In the equation above, v is the final velocity at time t.

=m.(d/t^2).d

In this step you use v=d/t, but the object isn't moving at constant speed v. It starts with speed 0, and increases speed linearly until the end (v). d/t is the average speed which is v/2 for constant acceleration from v=0 to v=v. So v=2d/t.
 
Thanks i got it

i have still one more question related to energy

If a snooker player hits a ball on frictionless surface...he hits with force 6N and ball starts to move with constant velocity say 10m/s and never stops,
how much work is done by the player and how how much energy the ball has.

If we use W=integral(F.dx)
but F=6 at instant t=0 and F=0 for all other values of t
and d=0 at instant t=0 and d is increasing for all other values of t
So the product remains 0

It mean that work done is zero but energy is transferred to ball i.e. 1/2 mv^2
 
Arslan said:
If we use W=integral(F.dx)
but F=6 at instant t=0 and F=0 for all other values of t
and d=0 at instant t=0 and d is increasing for all other values of t
So the product remains 0

It mean that work done is zero but energy is transferred to ball i.e. 1/2 mv^2
No, it means that your model is flawed. You can't exert a force for zero time. ∫Fdt & ∫Fdx will both be greater than zero.
 
Doc Al said:
No, it means that your model is flawed. You can't exert a force for zero time.
Well you can conceptually exert a finite force for zero duration. It won't do anything, however.

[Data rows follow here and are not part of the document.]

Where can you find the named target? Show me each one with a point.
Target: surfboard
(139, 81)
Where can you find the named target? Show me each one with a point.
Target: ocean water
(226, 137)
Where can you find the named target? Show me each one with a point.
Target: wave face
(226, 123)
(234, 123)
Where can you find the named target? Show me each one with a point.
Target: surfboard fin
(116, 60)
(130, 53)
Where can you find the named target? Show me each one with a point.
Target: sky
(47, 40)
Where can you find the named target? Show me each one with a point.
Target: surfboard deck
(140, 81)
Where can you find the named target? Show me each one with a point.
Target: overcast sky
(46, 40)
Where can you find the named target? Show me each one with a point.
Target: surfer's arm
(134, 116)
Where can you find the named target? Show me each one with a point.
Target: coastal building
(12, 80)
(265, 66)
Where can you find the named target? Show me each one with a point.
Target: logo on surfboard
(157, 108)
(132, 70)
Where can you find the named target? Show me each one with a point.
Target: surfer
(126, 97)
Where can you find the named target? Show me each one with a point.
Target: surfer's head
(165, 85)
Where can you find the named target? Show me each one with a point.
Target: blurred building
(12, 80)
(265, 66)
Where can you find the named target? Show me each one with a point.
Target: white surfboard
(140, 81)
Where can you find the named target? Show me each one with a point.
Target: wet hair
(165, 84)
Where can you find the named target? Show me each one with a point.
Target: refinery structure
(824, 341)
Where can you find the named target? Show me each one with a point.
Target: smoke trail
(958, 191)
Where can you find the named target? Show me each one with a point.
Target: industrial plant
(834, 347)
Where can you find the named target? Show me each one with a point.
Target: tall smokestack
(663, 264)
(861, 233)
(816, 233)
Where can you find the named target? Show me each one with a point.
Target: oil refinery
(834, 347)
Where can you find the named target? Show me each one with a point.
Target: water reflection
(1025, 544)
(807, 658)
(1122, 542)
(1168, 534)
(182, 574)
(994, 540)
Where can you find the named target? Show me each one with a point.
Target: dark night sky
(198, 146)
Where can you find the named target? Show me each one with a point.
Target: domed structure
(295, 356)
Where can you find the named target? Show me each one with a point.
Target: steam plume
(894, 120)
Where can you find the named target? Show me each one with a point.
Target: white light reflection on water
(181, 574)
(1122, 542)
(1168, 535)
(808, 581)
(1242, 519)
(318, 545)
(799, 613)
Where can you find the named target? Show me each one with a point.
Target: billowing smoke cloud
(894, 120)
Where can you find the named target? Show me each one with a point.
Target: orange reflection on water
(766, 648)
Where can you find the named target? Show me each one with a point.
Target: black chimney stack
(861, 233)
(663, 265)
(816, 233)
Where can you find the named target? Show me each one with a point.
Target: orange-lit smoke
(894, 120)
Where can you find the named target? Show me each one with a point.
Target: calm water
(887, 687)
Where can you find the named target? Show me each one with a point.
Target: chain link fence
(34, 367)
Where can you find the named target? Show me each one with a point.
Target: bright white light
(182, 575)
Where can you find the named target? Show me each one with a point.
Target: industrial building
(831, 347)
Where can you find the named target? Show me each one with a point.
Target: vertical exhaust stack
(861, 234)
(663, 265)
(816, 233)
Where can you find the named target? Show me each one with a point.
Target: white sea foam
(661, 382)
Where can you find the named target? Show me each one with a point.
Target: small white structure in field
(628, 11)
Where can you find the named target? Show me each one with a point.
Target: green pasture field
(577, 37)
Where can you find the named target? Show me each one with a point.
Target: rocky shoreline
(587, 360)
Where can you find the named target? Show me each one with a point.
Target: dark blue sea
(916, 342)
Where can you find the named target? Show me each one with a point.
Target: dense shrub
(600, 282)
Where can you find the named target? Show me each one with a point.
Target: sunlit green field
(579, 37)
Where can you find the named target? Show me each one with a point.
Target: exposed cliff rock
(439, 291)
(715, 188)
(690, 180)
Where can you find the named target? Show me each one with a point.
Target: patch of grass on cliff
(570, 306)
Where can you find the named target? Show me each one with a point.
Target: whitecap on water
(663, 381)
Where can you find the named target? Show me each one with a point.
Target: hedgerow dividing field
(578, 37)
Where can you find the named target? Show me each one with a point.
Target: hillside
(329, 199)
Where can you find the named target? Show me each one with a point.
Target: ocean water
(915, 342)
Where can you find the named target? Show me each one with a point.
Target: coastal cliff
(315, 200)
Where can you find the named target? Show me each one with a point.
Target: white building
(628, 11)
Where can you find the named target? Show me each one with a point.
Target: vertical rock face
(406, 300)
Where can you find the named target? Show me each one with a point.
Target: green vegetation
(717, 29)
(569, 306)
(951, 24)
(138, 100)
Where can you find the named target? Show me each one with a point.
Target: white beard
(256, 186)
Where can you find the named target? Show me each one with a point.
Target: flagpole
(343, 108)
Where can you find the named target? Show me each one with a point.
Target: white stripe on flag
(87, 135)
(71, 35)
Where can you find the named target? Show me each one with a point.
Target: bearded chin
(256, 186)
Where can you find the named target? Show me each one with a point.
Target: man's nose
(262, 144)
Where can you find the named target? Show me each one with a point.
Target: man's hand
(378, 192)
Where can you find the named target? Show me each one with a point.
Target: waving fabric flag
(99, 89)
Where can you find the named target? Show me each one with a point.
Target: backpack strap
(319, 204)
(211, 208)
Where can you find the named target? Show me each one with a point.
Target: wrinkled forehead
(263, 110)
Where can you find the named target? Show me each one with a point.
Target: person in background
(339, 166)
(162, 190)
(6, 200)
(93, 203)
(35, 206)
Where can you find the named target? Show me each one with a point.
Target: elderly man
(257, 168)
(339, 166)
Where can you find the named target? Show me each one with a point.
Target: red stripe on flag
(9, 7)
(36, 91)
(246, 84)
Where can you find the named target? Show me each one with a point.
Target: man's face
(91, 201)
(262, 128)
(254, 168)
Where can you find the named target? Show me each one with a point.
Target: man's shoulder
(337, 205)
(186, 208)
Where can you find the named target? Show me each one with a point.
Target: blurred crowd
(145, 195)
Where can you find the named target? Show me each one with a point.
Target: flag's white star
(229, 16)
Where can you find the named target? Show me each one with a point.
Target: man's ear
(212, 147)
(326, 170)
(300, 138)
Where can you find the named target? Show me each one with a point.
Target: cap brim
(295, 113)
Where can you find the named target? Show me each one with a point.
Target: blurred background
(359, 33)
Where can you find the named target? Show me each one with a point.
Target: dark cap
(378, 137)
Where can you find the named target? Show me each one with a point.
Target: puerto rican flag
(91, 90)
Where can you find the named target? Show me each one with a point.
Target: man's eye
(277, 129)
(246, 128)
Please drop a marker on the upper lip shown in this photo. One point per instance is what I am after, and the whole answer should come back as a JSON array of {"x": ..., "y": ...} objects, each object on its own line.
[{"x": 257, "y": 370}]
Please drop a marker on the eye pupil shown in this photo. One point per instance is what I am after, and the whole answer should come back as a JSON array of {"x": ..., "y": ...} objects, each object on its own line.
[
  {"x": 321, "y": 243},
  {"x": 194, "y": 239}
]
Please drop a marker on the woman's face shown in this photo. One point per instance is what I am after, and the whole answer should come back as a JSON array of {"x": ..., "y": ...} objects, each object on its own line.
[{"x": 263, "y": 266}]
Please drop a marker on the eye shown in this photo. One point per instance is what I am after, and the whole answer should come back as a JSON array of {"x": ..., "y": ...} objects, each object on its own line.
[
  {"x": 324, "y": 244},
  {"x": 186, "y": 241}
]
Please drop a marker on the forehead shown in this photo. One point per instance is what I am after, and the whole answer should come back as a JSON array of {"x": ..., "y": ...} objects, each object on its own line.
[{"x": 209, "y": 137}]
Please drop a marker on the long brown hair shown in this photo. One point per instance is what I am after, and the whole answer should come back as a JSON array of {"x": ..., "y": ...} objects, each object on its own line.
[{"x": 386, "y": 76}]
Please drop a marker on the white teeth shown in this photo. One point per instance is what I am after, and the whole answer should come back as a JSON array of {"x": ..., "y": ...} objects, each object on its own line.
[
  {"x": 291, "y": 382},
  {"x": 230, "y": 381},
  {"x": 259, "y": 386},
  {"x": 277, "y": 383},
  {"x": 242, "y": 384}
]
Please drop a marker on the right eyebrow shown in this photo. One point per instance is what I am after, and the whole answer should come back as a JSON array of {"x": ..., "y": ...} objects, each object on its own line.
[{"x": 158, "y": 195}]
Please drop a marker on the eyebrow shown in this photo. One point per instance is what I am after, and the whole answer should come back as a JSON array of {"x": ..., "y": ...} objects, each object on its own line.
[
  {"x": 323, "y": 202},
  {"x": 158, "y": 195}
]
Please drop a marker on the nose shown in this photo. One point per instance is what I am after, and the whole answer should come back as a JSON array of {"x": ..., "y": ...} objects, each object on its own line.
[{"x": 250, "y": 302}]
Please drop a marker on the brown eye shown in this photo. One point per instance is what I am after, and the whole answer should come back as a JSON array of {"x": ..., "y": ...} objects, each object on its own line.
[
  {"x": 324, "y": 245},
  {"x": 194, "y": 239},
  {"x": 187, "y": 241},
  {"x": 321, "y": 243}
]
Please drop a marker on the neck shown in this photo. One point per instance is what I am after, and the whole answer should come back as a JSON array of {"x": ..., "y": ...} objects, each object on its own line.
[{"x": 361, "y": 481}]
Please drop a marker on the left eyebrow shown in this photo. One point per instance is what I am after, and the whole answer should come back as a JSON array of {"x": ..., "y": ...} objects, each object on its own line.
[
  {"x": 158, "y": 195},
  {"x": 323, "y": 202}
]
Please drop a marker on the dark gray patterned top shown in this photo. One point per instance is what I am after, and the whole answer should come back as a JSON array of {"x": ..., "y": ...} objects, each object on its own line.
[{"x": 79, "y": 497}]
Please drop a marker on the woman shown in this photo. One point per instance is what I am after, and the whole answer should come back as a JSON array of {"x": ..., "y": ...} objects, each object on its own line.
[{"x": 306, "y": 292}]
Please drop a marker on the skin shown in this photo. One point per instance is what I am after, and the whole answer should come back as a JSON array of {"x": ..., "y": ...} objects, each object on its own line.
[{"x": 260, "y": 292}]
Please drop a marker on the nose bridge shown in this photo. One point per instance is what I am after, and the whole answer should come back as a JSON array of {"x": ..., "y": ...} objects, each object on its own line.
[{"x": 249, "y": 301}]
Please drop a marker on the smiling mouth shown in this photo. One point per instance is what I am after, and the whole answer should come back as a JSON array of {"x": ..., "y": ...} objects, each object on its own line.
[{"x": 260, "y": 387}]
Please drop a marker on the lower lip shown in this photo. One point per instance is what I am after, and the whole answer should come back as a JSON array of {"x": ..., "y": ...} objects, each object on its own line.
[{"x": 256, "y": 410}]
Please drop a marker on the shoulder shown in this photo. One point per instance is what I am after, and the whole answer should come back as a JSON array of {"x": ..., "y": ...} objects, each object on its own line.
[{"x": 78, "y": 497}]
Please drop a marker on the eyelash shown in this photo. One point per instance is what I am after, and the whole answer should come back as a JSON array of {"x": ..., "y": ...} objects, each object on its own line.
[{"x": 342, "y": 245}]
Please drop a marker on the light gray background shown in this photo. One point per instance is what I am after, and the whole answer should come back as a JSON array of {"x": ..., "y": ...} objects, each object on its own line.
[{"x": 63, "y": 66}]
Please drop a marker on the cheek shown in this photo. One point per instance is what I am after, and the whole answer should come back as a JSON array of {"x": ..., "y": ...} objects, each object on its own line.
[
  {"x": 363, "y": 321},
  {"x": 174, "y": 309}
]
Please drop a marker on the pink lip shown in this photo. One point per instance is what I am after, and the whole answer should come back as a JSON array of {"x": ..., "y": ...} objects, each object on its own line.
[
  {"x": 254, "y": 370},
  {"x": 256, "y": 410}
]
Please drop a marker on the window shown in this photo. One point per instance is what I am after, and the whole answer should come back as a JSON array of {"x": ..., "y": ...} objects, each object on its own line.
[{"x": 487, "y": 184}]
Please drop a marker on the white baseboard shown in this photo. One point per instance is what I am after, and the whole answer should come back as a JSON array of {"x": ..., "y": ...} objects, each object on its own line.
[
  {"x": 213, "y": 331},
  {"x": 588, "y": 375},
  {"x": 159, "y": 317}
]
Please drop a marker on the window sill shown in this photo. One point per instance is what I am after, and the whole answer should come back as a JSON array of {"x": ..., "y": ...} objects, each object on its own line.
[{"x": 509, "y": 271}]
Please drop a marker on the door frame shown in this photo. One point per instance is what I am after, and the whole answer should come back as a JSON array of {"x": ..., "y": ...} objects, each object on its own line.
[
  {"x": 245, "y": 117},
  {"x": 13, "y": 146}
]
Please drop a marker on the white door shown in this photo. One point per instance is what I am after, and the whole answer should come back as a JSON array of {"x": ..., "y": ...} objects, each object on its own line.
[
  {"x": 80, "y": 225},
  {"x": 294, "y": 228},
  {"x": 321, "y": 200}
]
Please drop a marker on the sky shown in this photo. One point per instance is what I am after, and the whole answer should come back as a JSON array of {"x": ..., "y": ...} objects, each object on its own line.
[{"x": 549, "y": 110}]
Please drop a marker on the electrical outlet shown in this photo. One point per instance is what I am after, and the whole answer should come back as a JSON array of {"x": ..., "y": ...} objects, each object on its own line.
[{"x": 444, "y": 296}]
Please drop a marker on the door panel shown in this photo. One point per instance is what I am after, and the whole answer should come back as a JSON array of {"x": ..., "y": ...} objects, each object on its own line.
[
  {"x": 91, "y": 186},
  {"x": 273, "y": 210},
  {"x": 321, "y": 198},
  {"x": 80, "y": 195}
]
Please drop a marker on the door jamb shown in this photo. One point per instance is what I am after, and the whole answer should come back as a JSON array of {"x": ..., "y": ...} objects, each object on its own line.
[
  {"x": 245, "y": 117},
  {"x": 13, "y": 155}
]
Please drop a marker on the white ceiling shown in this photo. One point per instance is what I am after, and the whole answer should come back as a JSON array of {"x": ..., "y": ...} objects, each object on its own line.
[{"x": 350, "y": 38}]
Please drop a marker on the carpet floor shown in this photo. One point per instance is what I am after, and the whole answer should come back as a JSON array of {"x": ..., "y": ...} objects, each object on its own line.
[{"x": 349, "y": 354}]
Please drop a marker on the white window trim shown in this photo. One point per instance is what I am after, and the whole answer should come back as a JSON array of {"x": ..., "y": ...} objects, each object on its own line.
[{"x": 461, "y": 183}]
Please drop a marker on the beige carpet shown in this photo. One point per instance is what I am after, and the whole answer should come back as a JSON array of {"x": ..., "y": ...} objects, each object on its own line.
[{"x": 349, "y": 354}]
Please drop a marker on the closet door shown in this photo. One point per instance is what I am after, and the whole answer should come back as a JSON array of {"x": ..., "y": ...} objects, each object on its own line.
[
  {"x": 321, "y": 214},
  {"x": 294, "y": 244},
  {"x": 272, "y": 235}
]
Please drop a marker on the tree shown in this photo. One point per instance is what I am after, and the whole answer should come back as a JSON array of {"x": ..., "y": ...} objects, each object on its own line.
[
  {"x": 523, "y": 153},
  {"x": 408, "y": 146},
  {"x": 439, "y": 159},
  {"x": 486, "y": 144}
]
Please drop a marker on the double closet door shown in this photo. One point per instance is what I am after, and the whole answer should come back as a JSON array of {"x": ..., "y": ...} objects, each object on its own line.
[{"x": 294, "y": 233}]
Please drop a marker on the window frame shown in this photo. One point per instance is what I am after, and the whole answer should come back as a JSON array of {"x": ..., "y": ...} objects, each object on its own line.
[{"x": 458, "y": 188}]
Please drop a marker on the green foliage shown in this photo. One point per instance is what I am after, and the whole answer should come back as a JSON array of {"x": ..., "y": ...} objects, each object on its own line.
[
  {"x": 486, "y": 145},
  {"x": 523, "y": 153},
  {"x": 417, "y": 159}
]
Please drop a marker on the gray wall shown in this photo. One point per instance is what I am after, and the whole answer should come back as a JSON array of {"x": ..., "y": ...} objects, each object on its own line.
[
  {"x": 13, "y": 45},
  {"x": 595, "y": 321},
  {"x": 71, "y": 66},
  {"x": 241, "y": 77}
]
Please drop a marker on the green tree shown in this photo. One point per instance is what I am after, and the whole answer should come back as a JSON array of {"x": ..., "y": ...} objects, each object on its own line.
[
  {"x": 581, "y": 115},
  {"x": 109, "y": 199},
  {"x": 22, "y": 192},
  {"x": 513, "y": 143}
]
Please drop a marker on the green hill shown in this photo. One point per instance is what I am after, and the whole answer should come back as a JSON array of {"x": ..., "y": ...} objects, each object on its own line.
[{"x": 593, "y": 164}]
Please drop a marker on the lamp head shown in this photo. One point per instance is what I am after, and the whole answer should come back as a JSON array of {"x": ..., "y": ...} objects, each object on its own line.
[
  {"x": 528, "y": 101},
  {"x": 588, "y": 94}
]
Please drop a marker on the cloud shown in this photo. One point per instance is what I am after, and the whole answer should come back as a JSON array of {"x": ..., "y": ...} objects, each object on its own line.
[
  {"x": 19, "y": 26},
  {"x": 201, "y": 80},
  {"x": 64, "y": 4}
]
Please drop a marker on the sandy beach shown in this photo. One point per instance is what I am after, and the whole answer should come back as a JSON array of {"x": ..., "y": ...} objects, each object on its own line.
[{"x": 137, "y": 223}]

You can also apply a rather large but finite force F(t) for a very small period of time δt. Taking ∫Fdt to be the change in momentum Δp and letting δt→0 so that Δp remains constant leads to the idea of impulsive forces. These can yield quite good estimates of the behavior if
  • You don't care about the deformations and such during that time interval δt during which the force is non-zero
  • The changes to the integrated state (position) during that time interval δt are very small
  • That large but finite force F(t) overwhelms all other forces during that time interval.
 
D H said:
Well you can conceptually exert a finite force for zero duration. It won't do anything, however.
True. :wink: